Searching for her own intervention to pluck her from the darker ends of isolation, Hale, guitarist Joe Hottinger, bassist Josh Smith, and drummer and brother Arejay Hale, began writing an entirely new storyboard of songs for their fifth album Back From the Dead.

“It was therapy for me,” says Hale, who admits to having some form of an identity crisis during lockdown which was mended through writing. “You look at yourself in a different way when this thing that you love to do so much is no longer there and no longer guaranteed,” she adds. “The thing I realized is that this extension of my personality, or whatever this thing is that I do, that hole can’t be filled with anything else—and believe me we tried. We had a lot of beer over the pandemic, and it doesn’t work.”

Back From the Dead was built on the necessity to document in real-time where her head was at the time, which turned the album into a rollercoaster ride, says Hale, delving into her fluctuating mental states. “There’s definitely plenty of debauchery, stories of survival, and how you crawl out of that hole,” she says. “In a lot of ways, I was writing myself out of a dark place. I wanted to kind of keep my head exactly where it was, whilst writing and letting go of the idea that I’m writing for our fans, or I’m writing for the album, or because we have a label, and because it’s a career. It wasn’t like that this time. It was more of a personal journey.”

Starting from scratch, except for the track “Bombshell,” which was held over from the initial session in 2019, Hale worked her way through some of the mental trenches incited around isolation and uncertain times—and no longer be “Lzzy Hale.” 

“When you are 95 percent of the time Lzzy Hale the rock star, and then all of a sudden, you have to face this Elizabeth Taylor in her pajamas on the couch, I was like ‘who are you? I haven’t seen you in a while.’ There was a lot of me trying to parent my inner child and really getting to know myself again, in a different way.”

Shouting I’m back from the dead is where the story begins on the title track, and the angsty don’t call me angel of “Wicked Ways,” a flip on the Juice Newton ’80s hit “Angel of the Morning,” comes to terms with the fact that people are never completely good or evil. “We all have a dark side,” says Hale. 

Produced by Nick Raskulinecz, who also worked on Halestorm’s fourth album Vicious in 2018, and co-produced by Scott Stevens, Back From the Dead touches on the perverse with tongue in cheek anthem “Bombshell”— You better suck it / you’re never gonna shut me upand “I Come First,” while the band recognizes their communion with one another on “The Steeple” through to the ballad of “Terrible Things” and raw lyrics We are heartless and immoral / We carry hatred like a bible… I see terrible things / I see sickness in a world on its knees. 

Writing during the pandemic altered the way Hale approached songwriting and being her most authentic self. “During the pandemic, we all basically said, ‘This is it.

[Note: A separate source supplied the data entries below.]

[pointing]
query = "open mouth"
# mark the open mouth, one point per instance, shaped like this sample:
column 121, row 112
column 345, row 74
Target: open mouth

This is what I can do, and this is what I can contribute to the world, and I don’t need to do it for any other reason than I want to do it.’ I knew I needed to do it in order to figure my own things out.”

The difference between Hale pre-pandemic and now: “I have maybe one more fuck to give,” she says. “I’ve given them all away.” The other silver lining: taking very little for granted. “We’re a very stop and smell the roses kind of band, but when you think all of these things are going to last forever and then all of a sudden it’s stolen you’re asking ‘what really am I doing this for.’ The beautiful thing is the rediscovery of ourselves, and a rediscovery of myself, and a rediscovery of my love of writing and music.”